Fear of volume control


An audiophile friend of mine came over for a listening session yesterday and my set sounded better than I ever heard it. It turns out that I raised the volume control higher than normal, I guess to impress him.
Normally I place it around 12 to 1 o’clock. Yesterday I put it at between 2 and 3 o’clock.
Wow! What a difference. the room shook with the orchestra and organ at full tilt.
I was previously hesitant to push the volume much past 12 o’clock for fear of distorting the sound. There was no distortion whatsoever, just clean, beautiful, powerful sound.

Lesson learned!
128x128rvpiano
AS we age, we lose higher, then middle frequencies.  Playing louder allows us to blend them better.  I often turn up the volume until just before the clipping indicators come on, then lower it about a notch.  Seriously 12-1:00.  I rarely go past 10, and my amp and preamps are matched sets.
Years ago when I was young & had a huge 2-channel system in the LR, I did very little low-volume listening. It was all medium volume on up. That was then...

Now with the constrained space desktop system in my home office, things are very different. I listen to low volume music ~60-70 hrs/week. I've been extremely lucky to find some components that play very well at low volumes.

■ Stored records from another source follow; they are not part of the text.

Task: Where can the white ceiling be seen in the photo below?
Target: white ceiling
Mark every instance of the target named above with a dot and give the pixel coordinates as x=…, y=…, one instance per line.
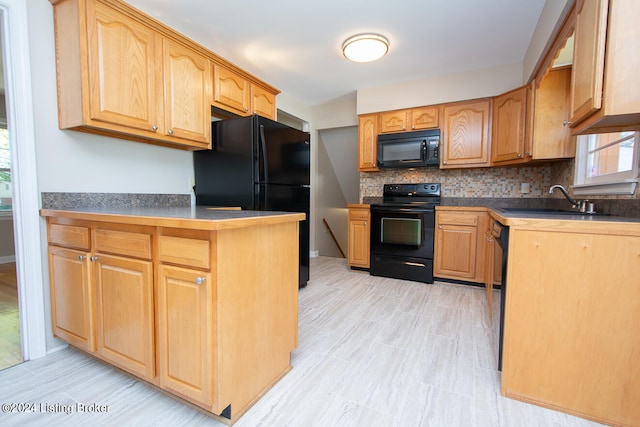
x=296, y=45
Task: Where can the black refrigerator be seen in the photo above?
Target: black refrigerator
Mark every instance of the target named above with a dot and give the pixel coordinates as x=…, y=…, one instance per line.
x=257, y=164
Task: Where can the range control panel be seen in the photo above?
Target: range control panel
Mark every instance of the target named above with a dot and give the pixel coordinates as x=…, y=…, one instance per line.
x=430, y=189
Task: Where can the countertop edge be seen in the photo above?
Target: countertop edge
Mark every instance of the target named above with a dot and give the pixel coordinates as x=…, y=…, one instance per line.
x=598, y=225
x=211, y=224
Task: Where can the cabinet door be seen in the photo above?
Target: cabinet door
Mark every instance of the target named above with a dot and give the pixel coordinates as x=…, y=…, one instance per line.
x=394, y=121
x=460, y=245
x=263, y=102
x=186, y=350
x=588, y=58
x=72, y=297
x=187, y=78
x=368, y=142
x=465, y=134
x=124, y=305
x=425, y=118
x=509, y=116
x=231, y=91
x=456, y=251
x=359, y=237
x=122, y=73
x=551, y=137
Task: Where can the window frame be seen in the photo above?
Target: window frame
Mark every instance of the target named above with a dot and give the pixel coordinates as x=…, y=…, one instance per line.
x=621, y=183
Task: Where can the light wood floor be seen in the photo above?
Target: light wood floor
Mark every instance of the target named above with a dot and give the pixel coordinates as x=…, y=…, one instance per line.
x=372, y=352
x=10, y=354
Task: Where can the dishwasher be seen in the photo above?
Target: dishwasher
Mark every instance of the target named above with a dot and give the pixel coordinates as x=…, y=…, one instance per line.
x=501, y=235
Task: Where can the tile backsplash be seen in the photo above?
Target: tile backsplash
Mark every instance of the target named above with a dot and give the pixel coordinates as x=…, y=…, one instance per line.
x=474, y=183
x=496, y=182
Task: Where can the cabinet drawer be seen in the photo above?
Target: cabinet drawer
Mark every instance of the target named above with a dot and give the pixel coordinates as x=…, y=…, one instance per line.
x=69, y=236
x=457, y=218
x=123, y=243
x=179, y=250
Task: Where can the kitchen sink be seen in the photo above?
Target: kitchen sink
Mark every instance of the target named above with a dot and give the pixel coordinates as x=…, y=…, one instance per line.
x=547, y=211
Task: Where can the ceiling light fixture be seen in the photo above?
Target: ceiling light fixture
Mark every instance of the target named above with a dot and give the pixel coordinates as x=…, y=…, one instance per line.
x=365, y=47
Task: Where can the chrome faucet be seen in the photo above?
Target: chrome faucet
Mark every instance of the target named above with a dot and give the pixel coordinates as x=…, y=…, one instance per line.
x=575, y=204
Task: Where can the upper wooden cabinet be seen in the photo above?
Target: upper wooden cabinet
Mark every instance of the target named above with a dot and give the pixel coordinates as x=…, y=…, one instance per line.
x=234, y=93
x=551, y=137
x=509, y=118
x=410, y=119
x=425, y=117
x=187, y=85
x=394, y=121
x=368, y=143
x=465, y=140
x=605, y=95
x=124, y=85
x=123, y=74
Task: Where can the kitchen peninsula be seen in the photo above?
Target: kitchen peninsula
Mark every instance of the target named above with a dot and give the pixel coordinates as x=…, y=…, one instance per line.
x=199, y=302
x=571, y=314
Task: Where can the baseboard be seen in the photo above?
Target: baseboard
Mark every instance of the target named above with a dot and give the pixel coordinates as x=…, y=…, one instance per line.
x=7, y=259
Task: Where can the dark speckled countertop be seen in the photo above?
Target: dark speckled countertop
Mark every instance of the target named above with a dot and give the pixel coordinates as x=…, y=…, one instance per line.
x=614, y=207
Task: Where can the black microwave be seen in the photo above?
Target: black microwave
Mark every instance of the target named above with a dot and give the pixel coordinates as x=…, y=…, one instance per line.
x=409, y=149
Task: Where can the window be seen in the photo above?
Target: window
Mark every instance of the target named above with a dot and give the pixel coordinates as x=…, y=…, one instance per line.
x=607, y=163
x=5, y=170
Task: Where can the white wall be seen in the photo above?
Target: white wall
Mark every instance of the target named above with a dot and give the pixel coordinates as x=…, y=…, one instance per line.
x=440, y=89
x=70, y=161
x=550, y=21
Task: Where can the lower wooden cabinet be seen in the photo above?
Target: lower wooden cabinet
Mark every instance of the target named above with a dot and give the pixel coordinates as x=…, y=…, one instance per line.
x=460, y=243
x=186, y=340
x=103, y=302
x=208, y=315
x=359, y=235
x=124, y=308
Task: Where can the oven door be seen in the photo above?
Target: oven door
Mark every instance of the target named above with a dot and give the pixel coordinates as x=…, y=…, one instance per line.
x=402, y=231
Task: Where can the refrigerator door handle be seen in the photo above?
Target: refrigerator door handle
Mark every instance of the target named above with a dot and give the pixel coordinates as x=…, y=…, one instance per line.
x=262, y=204
x=263, y=145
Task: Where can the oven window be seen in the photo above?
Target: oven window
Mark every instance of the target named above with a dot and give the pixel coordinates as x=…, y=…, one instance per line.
x=404, y=231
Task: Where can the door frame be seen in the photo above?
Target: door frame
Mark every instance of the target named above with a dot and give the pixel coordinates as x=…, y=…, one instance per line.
x=26, y=204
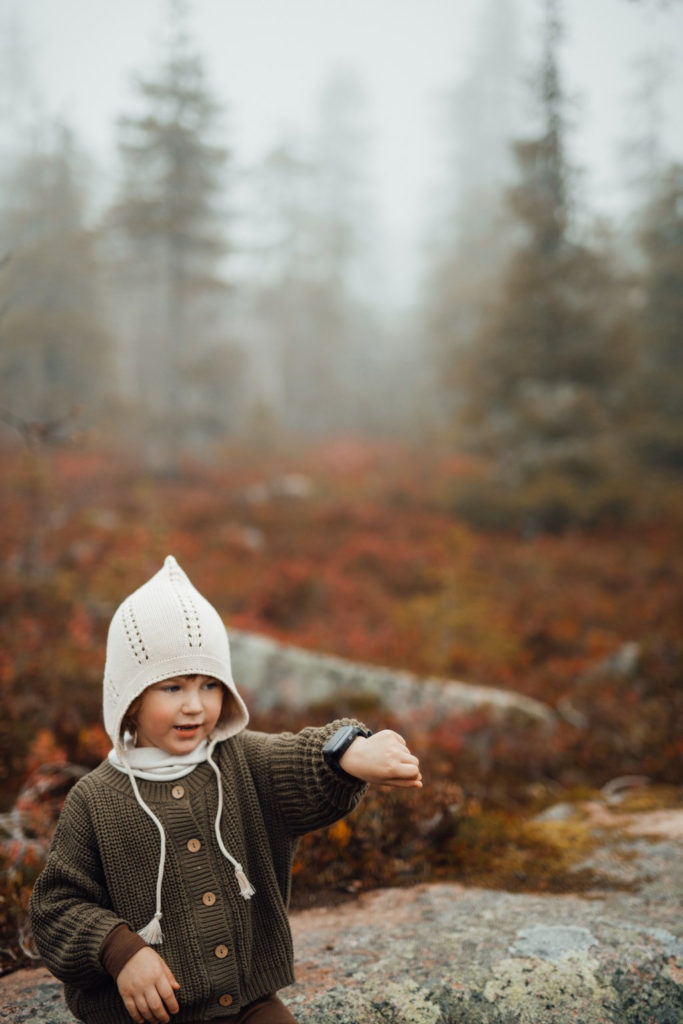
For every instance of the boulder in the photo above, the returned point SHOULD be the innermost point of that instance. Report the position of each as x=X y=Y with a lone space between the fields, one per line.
x=278 y=676
x=447 y=954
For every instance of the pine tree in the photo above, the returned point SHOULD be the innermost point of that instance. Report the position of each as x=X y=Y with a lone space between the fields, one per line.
x=659 y=432
x=53 y=355
x=169 y=241
x=543 y=382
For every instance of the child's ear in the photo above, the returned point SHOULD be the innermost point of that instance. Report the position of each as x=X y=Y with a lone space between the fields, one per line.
x=129 y=721
x=229 y=707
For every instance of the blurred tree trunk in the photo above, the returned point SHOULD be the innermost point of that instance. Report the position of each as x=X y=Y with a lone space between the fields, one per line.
x=543 y=382
x=54 y=351
x=166 y=231
x=659 y=430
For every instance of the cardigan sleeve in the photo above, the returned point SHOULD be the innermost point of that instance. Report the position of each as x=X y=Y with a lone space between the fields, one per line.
x=70 y=908
x=308 y=793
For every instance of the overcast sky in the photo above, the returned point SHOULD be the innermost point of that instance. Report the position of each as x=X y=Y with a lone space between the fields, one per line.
x=267 y=59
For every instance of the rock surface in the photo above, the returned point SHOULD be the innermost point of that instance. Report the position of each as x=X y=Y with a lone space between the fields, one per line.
x=449 y=954
x=274 y=676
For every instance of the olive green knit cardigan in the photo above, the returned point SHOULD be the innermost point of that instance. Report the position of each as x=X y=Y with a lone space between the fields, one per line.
x=101 y=872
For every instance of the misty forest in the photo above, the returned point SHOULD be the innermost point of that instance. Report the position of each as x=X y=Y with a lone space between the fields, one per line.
x=482 y=483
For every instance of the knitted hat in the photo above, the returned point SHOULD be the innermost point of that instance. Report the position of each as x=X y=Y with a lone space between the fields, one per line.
x=166 y=629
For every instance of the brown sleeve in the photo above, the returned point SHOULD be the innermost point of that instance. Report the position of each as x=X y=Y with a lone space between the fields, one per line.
x=118 y=947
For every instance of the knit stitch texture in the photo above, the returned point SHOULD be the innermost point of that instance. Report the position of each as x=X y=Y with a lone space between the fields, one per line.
x=101 y=871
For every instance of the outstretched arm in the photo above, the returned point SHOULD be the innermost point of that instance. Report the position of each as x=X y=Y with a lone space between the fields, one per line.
x=383 y=759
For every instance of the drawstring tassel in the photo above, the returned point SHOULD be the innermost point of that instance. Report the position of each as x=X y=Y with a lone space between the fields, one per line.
x=152 y=933
x=246 y=888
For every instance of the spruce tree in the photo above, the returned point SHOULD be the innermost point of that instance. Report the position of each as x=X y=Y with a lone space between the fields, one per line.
x=542 y=384
x=168 y=235
x=54 y=349
x=659 y=431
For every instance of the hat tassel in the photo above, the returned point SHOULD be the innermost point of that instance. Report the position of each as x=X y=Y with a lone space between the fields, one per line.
x=246 y=888
x=152 y=933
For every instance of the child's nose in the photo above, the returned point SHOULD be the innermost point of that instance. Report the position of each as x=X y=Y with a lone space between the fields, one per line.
x=191 y=700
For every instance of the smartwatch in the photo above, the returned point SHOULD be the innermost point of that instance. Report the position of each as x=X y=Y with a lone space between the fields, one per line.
x=337 y=745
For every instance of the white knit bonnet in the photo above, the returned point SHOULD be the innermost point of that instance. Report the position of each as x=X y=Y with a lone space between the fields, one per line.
x=165 y=629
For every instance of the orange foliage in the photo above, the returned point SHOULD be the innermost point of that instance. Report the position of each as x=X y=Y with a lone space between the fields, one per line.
x=368 y=561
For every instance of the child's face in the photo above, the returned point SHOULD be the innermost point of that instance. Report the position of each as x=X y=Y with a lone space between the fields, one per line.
x=177 y=714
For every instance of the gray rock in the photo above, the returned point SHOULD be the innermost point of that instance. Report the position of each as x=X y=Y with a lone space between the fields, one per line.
x=274 y=675
x=446 y=954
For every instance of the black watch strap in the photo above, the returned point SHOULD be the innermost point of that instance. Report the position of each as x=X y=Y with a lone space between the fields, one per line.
x=337 y=745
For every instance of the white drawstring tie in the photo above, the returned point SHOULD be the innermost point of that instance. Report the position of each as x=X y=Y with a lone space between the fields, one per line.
x=152 y=932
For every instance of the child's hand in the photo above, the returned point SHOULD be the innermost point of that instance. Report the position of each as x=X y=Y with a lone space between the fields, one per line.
x=147 y=987
x=384 y=759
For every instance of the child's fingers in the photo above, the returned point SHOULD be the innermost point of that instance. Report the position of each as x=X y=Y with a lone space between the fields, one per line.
x=165 y=989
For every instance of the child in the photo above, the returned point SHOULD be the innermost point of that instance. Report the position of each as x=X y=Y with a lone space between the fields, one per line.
x=167 y=884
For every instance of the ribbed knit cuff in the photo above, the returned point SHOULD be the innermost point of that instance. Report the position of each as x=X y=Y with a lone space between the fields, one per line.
x=118 y=947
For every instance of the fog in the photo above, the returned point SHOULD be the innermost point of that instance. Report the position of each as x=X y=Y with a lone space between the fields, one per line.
x=346 y=198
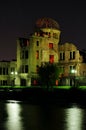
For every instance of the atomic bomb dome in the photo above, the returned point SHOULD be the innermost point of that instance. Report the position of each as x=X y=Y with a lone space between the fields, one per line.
x=47 y=23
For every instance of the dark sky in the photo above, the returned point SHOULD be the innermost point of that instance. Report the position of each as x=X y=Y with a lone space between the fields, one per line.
x=17 y=19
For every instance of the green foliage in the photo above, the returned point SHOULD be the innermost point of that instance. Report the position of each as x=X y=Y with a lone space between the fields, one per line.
x=48 y=74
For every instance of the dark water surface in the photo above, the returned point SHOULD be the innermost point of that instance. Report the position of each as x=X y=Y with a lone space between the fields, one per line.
x=19 y=115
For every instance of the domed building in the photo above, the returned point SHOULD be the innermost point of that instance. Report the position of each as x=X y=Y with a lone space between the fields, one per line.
x=40 y=48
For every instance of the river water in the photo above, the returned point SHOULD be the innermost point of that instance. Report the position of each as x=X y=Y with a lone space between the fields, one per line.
x=20 y=115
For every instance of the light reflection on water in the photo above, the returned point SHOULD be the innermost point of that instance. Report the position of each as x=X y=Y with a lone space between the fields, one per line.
x=25 y=116
x=14 y=121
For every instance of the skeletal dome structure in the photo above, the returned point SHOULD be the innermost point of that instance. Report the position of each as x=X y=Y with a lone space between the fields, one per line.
x=47 y=23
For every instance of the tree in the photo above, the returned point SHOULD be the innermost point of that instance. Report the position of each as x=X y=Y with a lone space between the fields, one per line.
x=48 y=74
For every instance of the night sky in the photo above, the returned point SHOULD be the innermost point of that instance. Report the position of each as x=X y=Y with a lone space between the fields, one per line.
x=17 y=19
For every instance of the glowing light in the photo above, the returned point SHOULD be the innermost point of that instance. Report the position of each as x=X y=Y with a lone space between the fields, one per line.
x=74 y=118
x=13 y=122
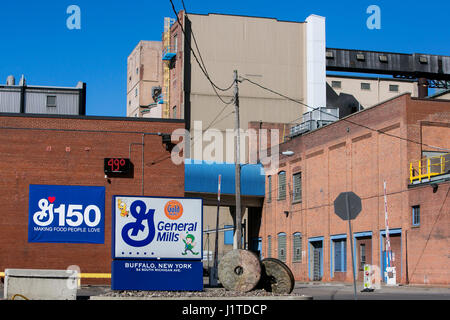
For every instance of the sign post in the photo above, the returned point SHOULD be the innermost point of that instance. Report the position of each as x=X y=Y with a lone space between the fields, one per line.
x=214 y=271
x=347 y=206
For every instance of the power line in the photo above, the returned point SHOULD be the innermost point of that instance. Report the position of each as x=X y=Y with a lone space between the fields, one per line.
x=201 y=59
x=343 y=119
x=204 y=71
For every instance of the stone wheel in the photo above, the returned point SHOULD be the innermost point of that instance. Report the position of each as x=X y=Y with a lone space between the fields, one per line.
x=239 y=270
x=276 y=276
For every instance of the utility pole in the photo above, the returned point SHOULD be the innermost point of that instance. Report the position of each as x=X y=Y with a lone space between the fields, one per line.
x=237 y=160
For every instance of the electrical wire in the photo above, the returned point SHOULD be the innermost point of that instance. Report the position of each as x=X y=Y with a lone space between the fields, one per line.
x=343 y=119
x=201 y=59
x=204 y=71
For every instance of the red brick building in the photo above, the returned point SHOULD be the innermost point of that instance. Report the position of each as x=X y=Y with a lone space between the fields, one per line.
x=358 y=153
x=70 y=150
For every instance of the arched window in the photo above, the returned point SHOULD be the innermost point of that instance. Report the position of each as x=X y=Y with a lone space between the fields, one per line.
x=297 y=247
x=282 y=185
x=282 y=246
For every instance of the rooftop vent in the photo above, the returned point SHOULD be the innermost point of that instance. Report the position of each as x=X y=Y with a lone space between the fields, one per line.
x=11 y=81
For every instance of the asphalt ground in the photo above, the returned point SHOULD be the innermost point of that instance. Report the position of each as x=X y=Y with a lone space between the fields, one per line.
x=315 y=290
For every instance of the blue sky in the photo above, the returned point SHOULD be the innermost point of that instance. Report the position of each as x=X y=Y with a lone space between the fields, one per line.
x=35 y=41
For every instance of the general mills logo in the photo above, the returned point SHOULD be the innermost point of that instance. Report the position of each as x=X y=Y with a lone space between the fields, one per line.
x=130 y=231
x=74 y=216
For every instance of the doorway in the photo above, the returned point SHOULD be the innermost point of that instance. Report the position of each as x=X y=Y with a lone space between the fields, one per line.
x=315 y=251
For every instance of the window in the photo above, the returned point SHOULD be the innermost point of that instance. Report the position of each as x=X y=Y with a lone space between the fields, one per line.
x=336 y=84
x=362 y=256
x=228 y=235
x=51 y=101
x=416 y=215
x=281 y=185
x=365 y=86
x=282 y=246
x=175 y=43
x=297 y=247
x=393 y=87
x=297 y=182
x=340 y=255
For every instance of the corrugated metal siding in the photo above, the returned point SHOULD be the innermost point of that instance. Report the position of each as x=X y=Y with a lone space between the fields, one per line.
x=9 y=100
x=66 y=102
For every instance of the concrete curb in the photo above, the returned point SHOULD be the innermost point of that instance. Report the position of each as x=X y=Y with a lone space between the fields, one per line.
x=302 y=297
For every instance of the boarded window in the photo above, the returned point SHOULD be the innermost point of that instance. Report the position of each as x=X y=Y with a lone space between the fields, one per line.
x=228 y=235
x=416 y=215
x=365 y=86
x=297 y=247
x=51 y=101
x=336 y=84
x=393 y=87
x=282 y=185
x=297 y=178
x=282 y=246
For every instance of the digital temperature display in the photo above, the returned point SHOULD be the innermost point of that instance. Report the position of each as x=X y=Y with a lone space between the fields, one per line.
x=117 y=165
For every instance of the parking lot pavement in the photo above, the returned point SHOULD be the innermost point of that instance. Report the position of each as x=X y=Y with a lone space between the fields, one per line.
x=326 y=291
x=345 y=291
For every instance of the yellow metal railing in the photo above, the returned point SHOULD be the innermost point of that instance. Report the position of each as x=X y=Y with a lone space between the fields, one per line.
x=429 y=167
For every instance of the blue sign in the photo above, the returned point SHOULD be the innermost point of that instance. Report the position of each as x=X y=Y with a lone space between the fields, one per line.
x=66 y=214
x=167 y=275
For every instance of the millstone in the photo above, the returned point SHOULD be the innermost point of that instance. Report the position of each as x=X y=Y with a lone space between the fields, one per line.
x=239 y=270
x=276 y=276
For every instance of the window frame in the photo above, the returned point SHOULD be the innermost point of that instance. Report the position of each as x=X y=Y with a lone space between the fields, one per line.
x=51 y=105
x=414 y=209
x=391 y=86
x=281 y=187
x=336 y=84
x=365 y=83
x=297 y=257
x=299 y=194
x=269 y=191
x=282 y=250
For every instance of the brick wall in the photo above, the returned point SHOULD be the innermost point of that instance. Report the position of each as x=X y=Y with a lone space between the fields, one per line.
x=345 y=156
x=70 y=151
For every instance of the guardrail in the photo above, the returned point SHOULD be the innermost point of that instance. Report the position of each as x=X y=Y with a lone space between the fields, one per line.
x=429 y=167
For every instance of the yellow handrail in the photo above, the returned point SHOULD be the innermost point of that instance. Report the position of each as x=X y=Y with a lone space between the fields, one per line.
x=426 y=169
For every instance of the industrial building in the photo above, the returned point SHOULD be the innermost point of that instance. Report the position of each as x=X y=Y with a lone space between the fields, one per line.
x=70 y=151
x=404 y=142
x=32 y=99
x=164 y=80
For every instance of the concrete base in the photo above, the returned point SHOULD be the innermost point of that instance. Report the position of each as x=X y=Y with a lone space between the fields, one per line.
x=41 y=284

True, without a loudness contour switch the deep bass is harder to hear--but with a good sub and speakers that have robust mid- and lower-bass capability, enough bass comes through.

I've owned equipment that for one reason or other only sounded good at higher volumes. That was a dispiriting, futile feeling..."chasing" volume is proof that you need better equipment IMO.
As has been mentioned above, if the mixing and mastering engineers had good ears, the recording will sound most balanced at the level they used in the studio. Usually pretty damn loud.
@ rvpiano
Do you have a radio shack SPL meter?  If not, download a free SPL app on your phone and measure the volume you were accustomed to and then this newfound sweet zone?  I am very curious as to the two levels where you found this improvement.  I am usually in the 80-85db zone.  Sometimes when I have had a few drinks and put on a record that I really love I will get up in the 90s, but rarely more.

@millercarbon 
What levels have you suggested to get the most out of recordings?  I don't recall seeing your comments on this.
Dhite,

I’ve done some decibel testing. Right around 85db-90db at peak volume.